Existing Debt: The US is a country riddled with debt. I personally have a lot of student loans which I factor into my monthly budgeting. Others may have car payments, mortgages, credit card debt, or other debt that could be hanging over your head as a large liability. Paying these down as aggressively as possible can greatly help your savings outlook as you approach 30. Another rule of thumb from many financial gurus is to try to refinance loans to as low of an interest rate as possible and pay down high-interest rate debt first before moving to the rest.


Investment Returns: Your personal investment strategy may be very different from another person in a very similar situation to you otherwise. Additionally, everyone has a different risk tolerance which can result in different returns. For many 20-somethings, taking more risk while you’re younger can make sense since you’ll have more time to recover any losses. At the same time, how much you’ll have saved in investments by 30 will be greatly impacted by exogenous factors like market performance (if you invest in public markets). Other investments may be more protected from economic impacts and can help with diversification.


Support System: Family and/or friends who can provide a financial safety net are a blessing, and not everyone is fortunate to have this. If you do, you may be able to afford to have less in your emergency fund in case something goes wrong (i.e. you get laid off or some other event happens resulting in a decrease in income). If you’re on your own, it makes sense to build up your own support in savings so that you’re not caught off guard if life takes an unexpected turn.


Lifestyle choices: For people who have the travel bug or enjoy shopping and/or buying luxury items, you’ll likely have to have more saved by 30 in order to sustain this lifestyle. This also goes hand in hand with the cost of living point; if you live in a more expensive area where it costs more to dine out, shop, go to the movies, etc, then it will likely continue to cost more as inflation rises.

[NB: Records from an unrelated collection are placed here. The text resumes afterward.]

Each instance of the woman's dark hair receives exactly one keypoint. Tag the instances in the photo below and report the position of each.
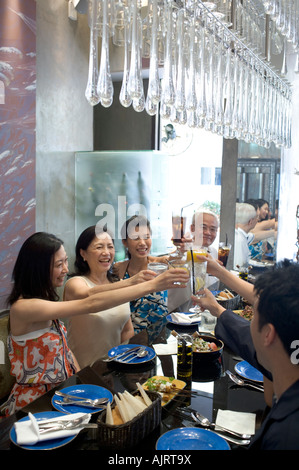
(278, 304)
(252, 202)
(32, 270)
(134, 222)
(83, 242)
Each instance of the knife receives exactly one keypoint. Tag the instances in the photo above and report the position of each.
(129, 351)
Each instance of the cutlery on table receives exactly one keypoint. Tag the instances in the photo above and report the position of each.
(89, 403)
(121, 355)
(203, 421)
(63, 425)
(67, 398)
(244, 383)
(142, 352)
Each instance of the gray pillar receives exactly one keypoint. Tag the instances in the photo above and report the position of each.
(228, 194)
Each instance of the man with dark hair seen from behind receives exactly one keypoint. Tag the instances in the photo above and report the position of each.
(270, 342)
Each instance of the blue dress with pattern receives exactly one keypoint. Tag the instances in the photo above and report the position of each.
(149, 312)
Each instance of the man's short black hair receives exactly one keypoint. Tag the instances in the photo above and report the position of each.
(278, 304)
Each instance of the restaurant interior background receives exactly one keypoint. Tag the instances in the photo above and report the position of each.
(48, 133)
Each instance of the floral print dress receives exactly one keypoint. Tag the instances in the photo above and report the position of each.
(39, 361)
(149, 312)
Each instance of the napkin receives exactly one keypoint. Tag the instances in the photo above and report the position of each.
(237, 421)
(183, 318)
(27, 432)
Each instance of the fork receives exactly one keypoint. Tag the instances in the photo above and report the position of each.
(242, 383)
(60, 425)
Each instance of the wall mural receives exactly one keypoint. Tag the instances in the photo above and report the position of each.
(17, 132)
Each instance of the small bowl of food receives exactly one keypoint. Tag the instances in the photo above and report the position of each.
(228, 299)
(206, 348)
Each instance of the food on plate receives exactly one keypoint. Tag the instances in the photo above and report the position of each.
(201, 345)
(247, 312)
(127, 407)
(225, 295)
(163, 384)
(168, 387)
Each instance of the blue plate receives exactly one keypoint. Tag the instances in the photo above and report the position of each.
(84, 391)
(137, 360)
(249, 372)
(181, 323)
(43, 445)
(191, 439)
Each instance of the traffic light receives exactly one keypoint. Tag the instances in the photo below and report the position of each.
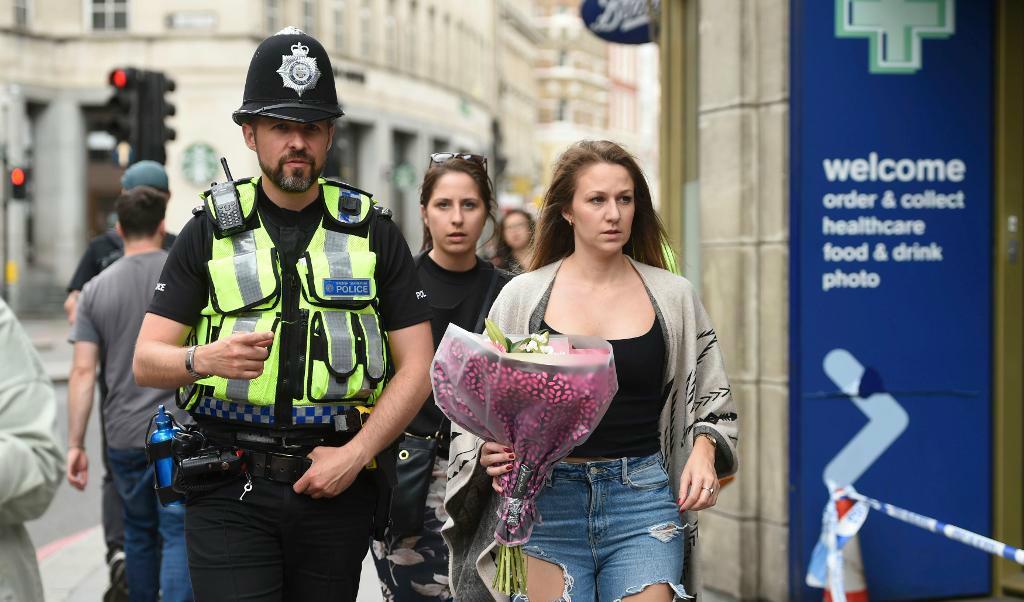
(124, 104)
(155, 109)
(138, 111)
(18, 183)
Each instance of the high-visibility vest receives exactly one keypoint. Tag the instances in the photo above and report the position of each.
(346, 360)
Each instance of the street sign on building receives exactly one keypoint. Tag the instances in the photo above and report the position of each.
(624, 22)
(891, 242)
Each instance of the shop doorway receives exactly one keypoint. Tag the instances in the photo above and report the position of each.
(1009, 336)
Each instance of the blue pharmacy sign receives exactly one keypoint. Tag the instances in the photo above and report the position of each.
(624, 22)
(891, 132)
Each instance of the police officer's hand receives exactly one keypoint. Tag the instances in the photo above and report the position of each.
(497, 458)
(332, 472)
(78, 467)
(237, 356)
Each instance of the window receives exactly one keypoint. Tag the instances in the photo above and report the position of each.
(109, 15)
(367, 30)
(432, 44)
(309, 16)
(271, 15)
(22, 13)
(339, 26)
(448, 51)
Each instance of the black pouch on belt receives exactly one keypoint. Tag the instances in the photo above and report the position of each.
(415, 467)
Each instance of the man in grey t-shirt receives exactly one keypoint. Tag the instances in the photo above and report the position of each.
(109, 316)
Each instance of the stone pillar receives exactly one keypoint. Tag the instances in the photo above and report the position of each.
(743, 131)
(59, 188)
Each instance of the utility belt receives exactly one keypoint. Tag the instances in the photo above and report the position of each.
(206, 456)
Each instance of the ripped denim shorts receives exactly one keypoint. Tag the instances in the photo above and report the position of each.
(613, 528)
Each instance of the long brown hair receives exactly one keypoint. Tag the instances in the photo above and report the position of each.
(554, 239)
(470, 168)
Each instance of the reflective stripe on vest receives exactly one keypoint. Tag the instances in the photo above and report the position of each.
(238, 412)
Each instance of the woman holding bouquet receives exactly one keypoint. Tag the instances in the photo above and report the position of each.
(617, 515)
(456, 203)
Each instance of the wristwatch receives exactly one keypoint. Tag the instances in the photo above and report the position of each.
(189, 363)
(714, 443)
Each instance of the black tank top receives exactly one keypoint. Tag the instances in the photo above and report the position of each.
(630, 427)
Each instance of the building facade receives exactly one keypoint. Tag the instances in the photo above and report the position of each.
(591, 89)
(836, 379)
(414, 77)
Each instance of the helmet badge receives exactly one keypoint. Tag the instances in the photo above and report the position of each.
(299, 71)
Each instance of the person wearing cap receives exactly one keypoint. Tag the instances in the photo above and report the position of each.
(294, 325)
(109, 247)
(110, 312)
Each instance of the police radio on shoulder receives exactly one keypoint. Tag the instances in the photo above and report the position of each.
(227, 205)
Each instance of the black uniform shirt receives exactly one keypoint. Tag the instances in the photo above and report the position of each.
(102, 251)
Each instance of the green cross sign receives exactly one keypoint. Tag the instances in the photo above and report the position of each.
(894, 29)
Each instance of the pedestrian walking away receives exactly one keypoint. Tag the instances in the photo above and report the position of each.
(32, 463)
(110, 313)
(456, 203)
(291, 317)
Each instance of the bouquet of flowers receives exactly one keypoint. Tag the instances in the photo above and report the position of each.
(539, 394)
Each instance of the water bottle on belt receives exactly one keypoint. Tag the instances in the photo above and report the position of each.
(160, 448)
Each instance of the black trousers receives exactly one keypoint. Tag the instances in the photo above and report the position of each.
(275, 545)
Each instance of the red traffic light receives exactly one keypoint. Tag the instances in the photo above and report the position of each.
(122, 78)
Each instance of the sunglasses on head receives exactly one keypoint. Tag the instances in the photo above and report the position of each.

Healthcare costs: Living in the US without universal healthcare, it can be very expensive when you require larger procedures, prescriptions, or really anything beyond routine check-ups. I like to take advantage of whatever employer-sponsored account is provided to me (HSA, FSA) to cover some of these types of expenses. As you get older and might encounter other health issues / preventative measures, it would make sense to have income saved to be able to afford these.


Overall, how much you should have saved by 30 varies based on your specific situation and what goals you have for your life! Personally, I don’t yet have a number I want to have saved by the time I’m 30, but I have specific financial goals for myself that motivate me. At the end of the day, your goals should not be dictated by other people; trust your gut and listen to advice that resonates with you.